Pesche
Nel quindicinale viaggio tra Padova e Trento avevo dovuto deviare dal solito percorso per fare tappa a Villabalzana.
Nella minuscola Cinquecento, stipata del nostro bagaglio, era salito anche Carlo, mio futuro cognato. Prima di ripartire verso Trento, avevo proposto ai miei compagni di viaggio di tardare un attimo: desideravo scendere nei campi dove di sicuro stavano maturando le pesche.
Voglio portarne alla mamma, che le adora … sono dolcissime, squisite - avevo spiegato.

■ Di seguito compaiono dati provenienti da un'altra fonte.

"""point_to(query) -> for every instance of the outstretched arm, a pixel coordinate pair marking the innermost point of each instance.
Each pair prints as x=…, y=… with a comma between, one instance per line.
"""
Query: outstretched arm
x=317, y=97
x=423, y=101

Carlo aveva fretta, e quella perdita di tempo per raccogliere un po’ di frutta dovette proprio indisporlo.
Fanno schifo - se ne uscì in tono acido, impiegando un’espressione colorita che non posso riportare - sono nòccioli rivestiti di buccia pelosa!
A sentire quelle parole ci stetti malissimo.
Per me, da sempre, fin da quando sono stato in grado di rosicchiare la frutta del monte, quelle mie pesche raccolte calde di sole dagli alberelli nei campi, tra le vigne, erano le migliori del mondo, “grosse”, dorate, zuccherine.
Ancora oggi mi chiedo se fossero state davvero buone come le ricordavo, oppure se, diventato ormai adulto, continuavo a vedere la frutta del monte con gli occhi stupefatti d’un bambino.